A decade and a half since my senior season playing basketball at George Mason High School. And yet, what I was watching was both familiar and strange. Mason was playing a home game against Prince Edward County in a regional quarterfinal match-up. The Mustangs’ red, white and black uniforms again contrasting with the Eagles’ purple and gold. And, of course, the coach roaming the sideline might as well have been a carbon copy, strikingly Teflon to the passage of time.
While the 2000-01 edition of the George Mason High School boys basketball team was able to eke out an overtime win over Prince Edward back at its then home court, “The Pit” (and no thanks to yours truly), the 2015-16 squad pasted an outmatched Eagles team 61-43 at its newer home gym inside Henderson Middle School. Indeed, despite the disparate winning margins, the Mustangs were able to do it with a tried-and-true formula. No surprise, considering the familiar face roaming the sideline.
Reflecting on the success of Coach Chris Capannola as his varsity team enters its fourth Virginia Final Four under his tenure, my 2001 team’s success was long in the making, having not been to the state tournament since the 1950s.
Since then, the 2011 and 2012 teams tread the same path to the Final Four, and now comes the most historic accomplishment of all, a still undefeated, 29-0 version before my eyes. (And that’s with Capannola missing half a dozen seasons, having moved out of state to coach another group of high school students).
Certainly talent had something to do with this consistent success. But even more critical was a style and a passion that Coach Cap’s teams shared.
Most apparent to me is his emphasis on team. “No egos,” as Coach would put it. This year’s squad is well-rounded, getting contributions from any number of players each game. My senior season was slightly different, as our star player carried the offensive load on most nights. But that distinction was not the result of a change in creed.
Coach Cap has always emphasized that it takes all five players on the floor to win, and has depended on the contributions of both starters and reserves to achieve team goals. You run the offense, you share the ball, you find the player with the best look at the bucket, no matter who it is.
The emphasis on team is even more pronounced on defense, where Cap frequently goes zone. Zone only works if everyone knows their role. Subtle details, like whether to force middle or baseline from penetration on the corner, make or break a zone defense. Coach may go box-and-one on you or man-to-man from time to time, and he still works his tail off during practice to review those scenarios, prepare his players, and ensure everyone understands where they have to be. As someone who never had much of a mid- or long-range jump shot, defense was the place to make my mark, and Cap taught his concepts better than anyone.
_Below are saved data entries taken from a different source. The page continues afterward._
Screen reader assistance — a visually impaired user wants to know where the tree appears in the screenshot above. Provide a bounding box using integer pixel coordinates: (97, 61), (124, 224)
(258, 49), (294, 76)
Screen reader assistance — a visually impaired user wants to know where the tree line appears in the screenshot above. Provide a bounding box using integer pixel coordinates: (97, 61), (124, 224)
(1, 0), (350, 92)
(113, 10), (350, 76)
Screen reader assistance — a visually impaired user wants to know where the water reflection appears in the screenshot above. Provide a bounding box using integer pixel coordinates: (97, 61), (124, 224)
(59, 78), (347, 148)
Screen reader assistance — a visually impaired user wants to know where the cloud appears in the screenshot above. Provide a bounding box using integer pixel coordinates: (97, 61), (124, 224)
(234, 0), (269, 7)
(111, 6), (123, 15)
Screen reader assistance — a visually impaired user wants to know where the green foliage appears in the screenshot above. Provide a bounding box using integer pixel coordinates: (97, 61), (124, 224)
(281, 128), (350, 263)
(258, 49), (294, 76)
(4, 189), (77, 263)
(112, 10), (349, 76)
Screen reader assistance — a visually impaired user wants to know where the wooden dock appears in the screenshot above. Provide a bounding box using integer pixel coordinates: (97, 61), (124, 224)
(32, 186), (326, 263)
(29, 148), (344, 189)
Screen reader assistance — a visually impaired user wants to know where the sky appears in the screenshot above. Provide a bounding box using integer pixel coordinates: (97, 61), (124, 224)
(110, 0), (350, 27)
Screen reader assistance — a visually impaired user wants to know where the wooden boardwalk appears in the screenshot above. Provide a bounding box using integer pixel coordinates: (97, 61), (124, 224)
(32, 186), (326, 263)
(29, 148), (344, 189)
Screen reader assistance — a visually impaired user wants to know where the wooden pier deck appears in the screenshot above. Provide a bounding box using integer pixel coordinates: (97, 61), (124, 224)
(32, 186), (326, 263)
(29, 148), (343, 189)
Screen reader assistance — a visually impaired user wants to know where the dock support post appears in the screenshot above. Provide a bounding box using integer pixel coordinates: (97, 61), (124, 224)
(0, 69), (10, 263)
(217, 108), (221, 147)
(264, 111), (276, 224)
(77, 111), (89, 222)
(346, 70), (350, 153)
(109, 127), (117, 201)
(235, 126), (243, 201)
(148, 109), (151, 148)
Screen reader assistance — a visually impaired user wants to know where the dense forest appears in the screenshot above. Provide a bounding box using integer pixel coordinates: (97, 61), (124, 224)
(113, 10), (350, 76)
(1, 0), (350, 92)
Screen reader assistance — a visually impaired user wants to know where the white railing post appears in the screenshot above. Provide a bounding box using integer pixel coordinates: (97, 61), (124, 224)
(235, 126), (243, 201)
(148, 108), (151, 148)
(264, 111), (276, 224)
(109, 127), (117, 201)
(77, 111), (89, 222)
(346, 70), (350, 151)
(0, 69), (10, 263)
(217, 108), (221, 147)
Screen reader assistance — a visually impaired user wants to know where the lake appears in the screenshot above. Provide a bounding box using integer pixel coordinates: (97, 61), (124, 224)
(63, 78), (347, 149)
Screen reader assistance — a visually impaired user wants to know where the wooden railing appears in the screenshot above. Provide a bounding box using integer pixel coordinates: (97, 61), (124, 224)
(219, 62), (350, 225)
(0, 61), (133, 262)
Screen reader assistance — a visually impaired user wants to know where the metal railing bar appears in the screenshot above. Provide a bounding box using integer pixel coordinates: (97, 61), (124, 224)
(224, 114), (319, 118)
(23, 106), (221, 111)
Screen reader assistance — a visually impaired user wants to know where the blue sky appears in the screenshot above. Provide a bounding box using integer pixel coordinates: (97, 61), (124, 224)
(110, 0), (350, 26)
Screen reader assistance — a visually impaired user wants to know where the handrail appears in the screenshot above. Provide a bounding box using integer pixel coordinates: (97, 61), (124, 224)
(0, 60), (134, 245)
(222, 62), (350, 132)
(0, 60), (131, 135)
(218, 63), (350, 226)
In addition to the strategic component of defense, there is a commitment to effort above all. This is an overarching philosophy. Cap expects you to play hard not some of the time, not most of the time, but for all four quarters, and beyond if necessary. In the pandemonium of a tough game, the one thing you can control is your consistent effort on the court: not which shots fall or which fouls get called, but your tenacity in guarding your opponent and running your system.
Cap mentions it constantly, and he gets it from his players. Not just because you won’t play if you aren’t giving it your all (and you won’t), but because he genuinely cares about his guys and expects them to control their energy level and commitment.
I can’t speak for this year’s team, but I can certainly remember the extent to which conditioning played into our success back in 2001. If the current bunch are like we were then, they’re ready to run an opponent into the ground on a nightly basis. I can’t count the number of times we were able to keep a game close into the second half, only to blow it open in the final frame because our legs were there and theirs weren’t.
While we should be celebrating the impressive achievements of this current incarnation of the GM Boys varsity basketball team, and rooting for them in the state semi-finals and hopefully finals this weekend, we should also remember the constant in this successful equation. Coach Cap has engrained a passion in dedication in these student-athletes that is both admirable and unique.
Nathan Hamme is a 2001 graduate of George Mason High School and was a member of the Mustangs’ 2001 Final Four basketball team.